The book also includes a brief Mommy primer for men who have yet to marry. By taking a nine-question test, men can determine just how much Mommy their woman has in her. If only one of the nine points applies to your significant other, you're OK, you're with a "Minor Mommy." Six or more and watch out, you've hooked on with a "Tsunami Mommy." The authors suggest you "head for high ground."

All in good fun

There are plenty of points from which to attack "Married to Mommy?" It could be argued, for example, that if women are in fact planning-oriented or willing to sacrifice fun for family, it is only because many men are not. A strong argument could also be made that men are much more controlling than women.

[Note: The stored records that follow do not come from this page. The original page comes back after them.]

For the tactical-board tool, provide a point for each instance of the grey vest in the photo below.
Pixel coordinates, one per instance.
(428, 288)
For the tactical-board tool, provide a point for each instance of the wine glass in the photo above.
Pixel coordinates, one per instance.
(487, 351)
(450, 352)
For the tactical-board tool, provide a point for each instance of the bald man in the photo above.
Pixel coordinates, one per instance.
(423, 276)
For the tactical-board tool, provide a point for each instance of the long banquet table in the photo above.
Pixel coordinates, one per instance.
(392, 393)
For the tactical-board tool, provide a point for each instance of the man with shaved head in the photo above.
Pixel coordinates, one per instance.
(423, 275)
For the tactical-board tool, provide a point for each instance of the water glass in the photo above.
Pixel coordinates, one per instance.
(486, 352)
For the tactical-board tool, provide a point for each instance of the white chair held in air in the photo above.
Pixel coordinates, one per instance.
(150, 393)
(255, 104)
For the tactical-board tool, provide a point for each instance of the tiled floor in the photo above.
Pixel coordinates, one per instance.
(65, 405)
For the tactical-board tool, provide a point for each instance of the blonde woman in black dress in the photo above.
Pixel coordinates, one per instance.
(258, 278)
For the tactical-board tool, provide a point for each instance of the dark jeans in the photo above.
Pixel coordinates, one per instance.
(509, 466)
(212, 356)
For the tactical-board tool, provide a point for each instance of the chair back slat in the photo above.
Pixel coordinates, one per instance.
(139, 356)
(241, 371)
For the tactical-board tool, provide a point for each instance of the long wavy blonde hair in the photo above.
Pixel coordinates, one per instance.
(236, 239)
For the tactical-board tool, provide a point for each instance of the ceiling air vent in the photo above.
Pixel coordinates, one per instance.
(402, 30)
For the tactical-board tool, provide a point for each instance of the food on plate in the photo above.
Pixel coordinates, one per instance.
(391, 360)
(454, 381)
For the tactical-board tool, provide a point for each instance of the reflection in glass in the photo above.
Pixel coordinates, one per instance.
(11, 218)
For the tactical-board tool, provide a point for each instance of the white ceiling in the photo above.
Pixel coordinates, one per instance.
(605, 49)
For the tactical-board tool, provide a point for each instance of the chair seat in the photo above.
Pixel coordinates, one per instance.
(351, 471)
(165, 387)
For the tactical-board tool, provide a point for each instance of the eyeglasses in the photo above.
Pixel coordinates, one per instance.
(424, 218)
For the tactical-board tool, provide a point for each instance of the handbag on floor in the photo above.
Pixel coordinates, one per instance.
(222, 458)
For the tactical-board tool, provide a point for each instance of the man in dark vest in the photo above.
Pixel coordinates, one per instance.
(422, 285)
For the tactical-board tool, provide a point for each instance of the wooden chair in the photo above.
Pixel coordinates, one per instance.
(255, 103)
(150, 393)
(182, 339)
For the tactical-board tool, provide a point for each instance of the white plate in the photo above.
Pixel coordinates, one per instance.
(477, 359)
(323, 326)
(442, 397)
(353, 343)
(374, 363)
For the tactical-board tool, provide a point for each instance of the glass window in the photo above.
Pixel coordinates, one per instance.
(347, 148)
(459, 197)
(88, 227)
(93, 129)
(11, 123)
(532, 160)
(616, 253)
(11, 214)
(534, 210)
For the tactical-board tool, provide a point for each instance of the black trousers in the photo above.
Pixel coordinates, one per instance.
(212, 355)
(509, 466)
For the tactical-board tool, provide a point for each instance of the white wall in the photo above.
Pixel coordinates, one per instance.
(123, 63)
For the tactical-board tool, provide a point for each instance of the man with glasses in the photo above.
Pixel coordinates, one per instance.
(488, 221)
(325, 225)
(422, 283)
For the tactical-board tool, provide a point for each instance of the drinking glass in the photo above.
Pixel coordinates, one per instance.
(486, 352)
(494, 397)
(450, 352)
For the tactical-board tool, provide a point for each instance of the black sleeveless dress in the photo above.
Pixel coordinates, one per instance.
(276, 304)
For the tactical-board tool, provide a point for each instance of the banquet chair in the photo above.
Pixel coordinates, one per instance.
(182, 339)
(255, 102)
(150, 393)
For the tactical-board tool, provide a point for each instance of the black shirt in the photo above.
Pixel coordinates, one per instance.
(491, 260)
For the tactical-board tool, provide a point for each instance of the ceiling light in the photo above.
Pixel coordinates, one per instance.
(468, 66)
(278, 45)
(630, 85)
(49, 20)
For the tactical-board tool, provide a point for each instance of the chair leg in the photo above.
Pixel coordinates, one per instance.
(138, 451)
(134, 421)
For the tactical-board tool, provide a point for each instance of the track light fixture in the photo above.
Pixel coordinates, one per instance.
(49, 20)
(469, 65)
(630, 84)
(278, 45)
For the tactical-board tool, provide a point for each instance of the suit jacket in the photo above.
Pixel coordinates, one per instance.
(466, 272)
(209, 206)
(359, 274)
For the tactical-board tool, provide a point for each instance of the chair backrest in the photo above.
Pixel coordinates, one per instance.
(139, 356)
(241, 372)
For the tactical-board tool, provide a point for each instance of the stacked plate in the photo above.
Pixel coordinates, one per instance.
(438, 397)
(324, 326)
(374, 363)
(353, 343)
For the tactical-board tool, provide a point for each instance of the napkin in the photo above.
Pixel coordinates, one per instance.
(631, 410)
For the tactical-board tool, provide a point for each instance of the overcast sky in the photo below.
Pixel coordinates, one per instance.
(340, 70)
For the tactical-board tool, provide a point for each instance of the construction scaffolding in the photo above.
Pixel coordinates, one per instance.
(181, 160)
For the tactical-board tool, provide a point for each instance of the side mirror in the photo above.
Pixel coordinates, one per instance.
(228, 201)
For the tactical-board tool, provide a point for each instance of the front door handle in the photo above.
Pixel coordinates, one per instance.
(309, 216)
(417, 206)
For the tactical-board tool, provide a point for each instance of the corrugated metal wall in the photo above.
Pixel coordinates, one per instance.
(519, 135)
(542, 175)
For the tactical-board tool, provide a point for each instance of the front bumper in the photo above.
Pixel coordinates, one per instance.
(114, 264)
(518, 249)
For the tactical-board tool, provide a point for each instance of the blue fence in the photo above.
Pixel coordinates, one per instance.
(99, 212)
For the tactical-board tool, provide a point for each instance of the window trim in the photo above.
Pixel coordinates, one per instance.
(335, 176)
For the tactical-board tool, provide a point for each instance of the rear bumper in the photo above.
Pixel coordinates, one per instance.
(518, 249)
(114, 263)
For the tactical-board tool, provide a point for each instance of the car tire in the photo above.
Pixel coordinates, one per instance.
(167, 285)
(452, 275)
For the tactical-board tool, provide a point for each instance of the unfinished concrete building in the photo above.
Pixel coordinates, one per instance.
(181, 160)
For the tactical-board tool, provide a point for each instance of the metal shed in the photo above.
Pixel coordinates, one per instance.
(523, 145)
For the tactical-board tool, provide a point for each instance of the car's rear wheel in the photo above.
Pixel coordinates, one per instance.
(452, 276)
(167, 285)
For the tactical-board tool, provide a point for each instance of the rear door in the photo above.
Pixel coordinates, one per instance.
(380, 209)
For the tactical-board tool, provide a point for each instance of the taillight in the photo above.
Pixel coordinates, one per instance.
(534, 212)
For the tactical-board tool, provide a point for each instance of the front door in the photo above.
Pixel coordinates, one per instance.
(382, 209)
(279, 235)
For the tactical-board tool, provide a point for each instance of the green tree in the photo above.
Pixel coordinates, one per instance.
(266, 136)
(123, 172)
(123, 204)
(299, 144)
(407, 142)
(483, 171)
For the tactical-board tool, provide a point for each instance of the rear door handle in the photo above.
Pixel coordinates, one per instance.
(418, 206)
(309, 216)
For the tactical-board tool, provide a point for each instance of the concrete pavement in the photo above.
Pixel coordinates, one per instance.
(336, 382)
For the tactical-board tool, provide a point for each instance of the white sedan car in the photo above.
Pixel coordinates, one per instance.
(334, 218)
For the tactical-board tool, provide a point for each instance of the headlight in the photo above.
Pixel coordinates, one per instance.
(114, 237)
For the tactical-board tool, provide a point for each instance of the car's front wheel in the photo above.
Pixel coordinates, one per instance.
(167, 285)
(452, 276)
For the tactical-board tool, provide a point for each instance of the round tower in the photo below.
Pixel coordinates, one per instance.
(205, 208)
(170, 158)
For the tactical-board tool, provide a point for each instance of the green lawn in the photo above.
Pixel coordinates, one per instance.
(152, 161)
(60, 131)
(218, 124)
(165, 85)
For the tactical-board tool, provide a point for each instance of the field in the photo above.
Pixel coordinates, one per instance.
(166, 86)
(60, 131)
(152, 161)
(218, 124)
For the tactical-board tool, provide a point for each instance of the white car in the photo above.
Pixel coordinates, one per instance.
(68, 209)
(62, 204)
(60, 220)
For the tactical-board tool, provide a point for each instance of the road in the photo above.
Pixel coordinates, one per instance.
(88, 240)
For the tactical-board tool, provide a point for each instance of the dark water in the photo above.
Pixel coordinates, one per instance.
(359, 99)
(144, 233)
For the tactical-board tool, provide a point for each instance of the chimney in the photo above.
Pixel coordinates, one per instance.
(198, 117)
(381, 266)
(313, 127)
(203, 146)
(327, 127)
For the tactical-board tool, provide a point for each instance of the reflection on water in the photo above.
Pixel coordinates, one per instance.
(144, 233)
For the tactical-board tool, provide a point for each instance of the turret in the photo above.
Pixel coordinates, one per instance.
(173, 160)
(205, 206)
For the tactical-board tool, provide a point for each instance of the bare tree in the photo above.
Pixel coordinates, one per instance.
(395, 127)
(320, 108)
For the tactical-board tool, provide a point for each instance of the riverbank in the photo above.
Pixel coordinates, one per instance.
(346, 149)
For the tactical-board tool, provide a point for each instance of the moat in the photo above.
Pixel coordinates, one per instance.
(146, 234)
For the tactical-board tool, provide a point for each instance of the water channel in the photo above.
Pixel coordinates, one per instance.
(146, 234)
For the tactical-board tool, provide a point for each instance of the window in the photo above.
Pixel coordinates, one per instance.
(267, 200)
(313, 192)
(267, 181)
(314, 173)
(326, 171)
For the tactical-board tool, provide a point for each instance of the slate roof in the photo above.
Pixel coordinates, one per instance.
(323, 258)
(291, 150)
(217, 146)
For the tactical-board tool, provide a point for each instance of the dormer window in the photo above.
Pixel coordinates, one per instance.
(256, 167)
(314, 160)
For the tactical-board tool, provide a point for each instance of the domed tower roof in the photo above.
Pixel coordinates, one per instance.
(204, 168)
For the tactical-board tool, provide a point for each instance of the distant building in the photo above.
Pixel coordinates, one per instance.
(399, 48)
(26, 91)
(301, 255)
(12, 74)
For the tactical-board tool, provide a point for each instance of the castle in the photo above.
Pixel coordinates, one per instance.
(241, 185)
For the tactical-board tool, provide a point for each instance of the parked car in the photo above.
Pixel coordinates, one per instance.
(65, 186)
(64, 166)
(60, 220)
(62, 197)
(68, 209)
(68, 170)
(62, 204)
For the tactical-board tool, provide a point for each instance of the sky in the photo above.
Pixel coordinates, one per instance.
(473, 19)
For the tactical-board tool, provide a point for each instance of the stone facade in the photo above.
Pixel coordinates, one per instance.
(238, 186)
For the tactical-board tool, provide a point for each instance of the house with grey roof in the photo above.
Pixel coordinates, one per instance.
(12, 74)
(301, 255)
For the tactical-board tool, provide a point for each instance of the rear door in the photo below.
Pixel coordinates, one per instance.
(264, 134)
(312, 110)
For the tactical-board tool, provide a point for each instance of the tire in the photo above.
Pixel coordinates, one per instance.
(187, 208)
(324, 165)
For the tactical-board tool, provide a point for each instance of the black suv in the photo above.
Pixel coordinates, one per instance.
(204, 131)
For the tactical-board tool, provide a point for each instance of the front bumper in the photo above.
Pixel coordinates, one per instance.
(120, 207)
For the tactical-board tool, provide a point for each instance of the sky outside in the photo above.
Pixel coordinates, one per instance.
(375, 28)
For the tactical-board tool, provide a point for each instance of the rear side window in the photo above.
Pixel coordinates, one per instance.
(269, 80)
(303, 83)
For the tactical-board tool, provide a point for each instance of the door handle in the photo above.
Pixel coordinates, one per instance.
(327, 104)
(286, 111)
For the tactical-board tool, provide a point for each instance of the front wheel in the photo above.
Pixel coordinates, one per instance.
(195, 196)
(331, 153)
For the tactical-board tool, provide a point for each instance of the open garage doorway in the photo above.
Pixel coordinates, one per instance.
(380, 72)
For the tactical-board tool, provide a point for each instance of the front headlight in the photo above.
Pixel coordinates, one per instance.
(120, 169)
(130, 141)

But whatever your academic or experiential refutations, save them. This book isn't worth them. It doesn't want to be. "It's meant to be humorous, OK?" Krinbring said, throwing up his hands. "It's a humor book."

For all its sexism, the book is often very funny and, like all good humor, a rivulet of truth runs through it.

The men write of a friend who's been married for 50 years. His secret? Conflict avoidance. His method? Media. "If he felt tensions rising, he would avoid confrontation by immersing himself in the newspaper," they write. ... "Imagine married life without ESPN and you'll understand why he has lifetime subscriptions to four newspapers and three weekly news magazines."

And they are incensed by the name of the world's most popular brand of pantyhose.

"They could have named them anything. How about Party Time Pantyhose? Good Time Pantyhose? ... No. Out of all the zillions of great possibilities they chose 'No Nonsense.' Why did they do that? In a word — Mommies."

"We wrote this book because we envision a better world, a Mommy-free world," Krinbring, a large, bespectacled, goateed man, said, laughing. "It's not just a book, it's a movement."

Feedback

Marriedtomommy.com has been up for six months, allowing people to document "Mommy Moments" of their own, and to ask Bakeman and Krinbring, who bill themselves as "professors of matrimony," for advice. The authors are considering a sequel based upon postings to their Web site.

Mary Bakeman, Jeff's wife, said she was initially angry about the book's premise. She changed her mind after reading it. "I think it's really funny," she said. "It makes me mad at certain points, that they've figured things out, how women like to control things. But I'm not a Mommy, it says so right in the book!"

And what of their two daughters, ages 14 and 17? "I think they're proud of their dad about getting a book published," she said. "That's as far as it goes. I don't think they've read the whole thing."

And, four years later, what does the Beer Friday club think of their work?

"They can't believe it's so well-written," Krinbring said. "They were surprised we could write at all."